Ma il vero Goth-Rock non muore mai, si fa romantico e si trasferisce al Nord, sotto zero. È qui che ritroviamo l’eco del genio letterario di Bram Stoker, l’uomo che, con Dracula, ci ha insegnato che il mostro ha l’eleganza del conte e la seduzione dell’immortale. Il Rock non poteva ignorare questo archetipo.

Artisti come i finlandesi The 69 Eyes, i veri “Vampiri di Helsinki”, hanno elevato l’estetica del rock and roll maledetto a manifesto notturno.

I loro connazionali H.I.M. e il loro “Love Metal” sono stati i maestri incontrastati. La loro intera discografia è un compendio di poesia Poeiana messa in musica, dove il Rock è un veleno dandy. L’amore, per Ville Valo, è una fatale, ineluttabile malattia romantica…

Spostandoci sempre in questa latitudine nordica, l’inquietudine di The Rasmus ha catturato il lato più subdolo dell’orrore: il terrore psicologico della solitudine. In The Shadows è l’analisi dell’isolamento, la ricerca disperata di un posto che non esiste. La prigione più spaventosa non è la tomba, ma la propria testa.

La sfarzosa apocalisse

Per chi cerca il massimo dell’eccesso, la vera bomba rock che spazza via la sala da concerto, si va nel territorio del Metal.
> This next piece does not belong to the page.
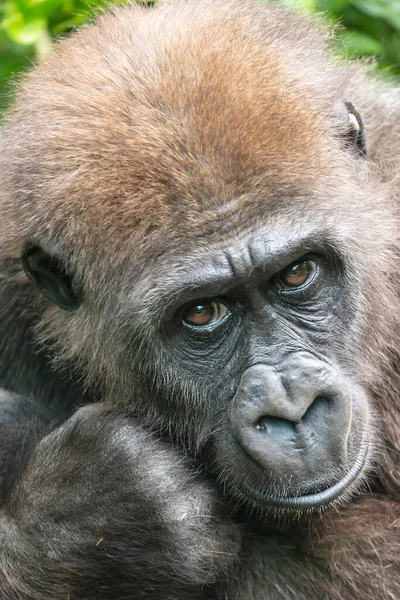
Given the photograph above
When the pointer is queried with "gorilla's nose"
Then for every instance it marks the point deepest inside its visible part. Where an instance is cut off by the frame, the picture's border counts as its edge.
(293, 416)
I Nightwish, con la loro fusione di Metal e Opera, non creano musica: mettono in scena il massacro del buonsenso musicale.

Le loro tracce non sono semplici canzoni, ma muri sonori di disperazione controllata, pieni di riferimenti mitologici e di quella potenza lirica che ti strappa i vestiti di dosso e ti lascia in balia del Giorno dei Morti. La loro arte rende la morte non un silenzio, ma una sinfonia che squarcia il cielo e fa tremare le fondamenta del Metal.

Un patto col Rock

Il Rock Gotico ci ha insegnato che il macabro non è la fine, ma spesso l’inizio della leggenda. È l’unico genere che riesce a rendere il lutto rock ‘n’ roll e l’ossessione irresistibilmente affascinante.

E diciamocelo chiaro: se il Rock ‘n’ Roll classico ti vestiva di jeans strappati, il Gothic ti ha dato l’unica vera giustificazione intellettuale per vestirti di nero ogni giorno dell’anno. Non è tristezza. È un’uniforme chic, un atteggiamento disilluso che condivide l’eleganza di Morticia Addams e l’ironia amara dei Pulp (con la differenza che tu hai scelto un vestito nero, non un cappotto).

Ora, il vinile si è fermato. La puntina tace. La notte avanza. Ma sappiate che l’eco del basso di Robert Smith, la follia di Cooper e Manson, e il battito del cuore maledetto di Ville Valo sono qui per restare. Siete stati iniziati a questa liturgia, e non c’è ritorno. Buon viaggio nell’eternità oscura del Rock.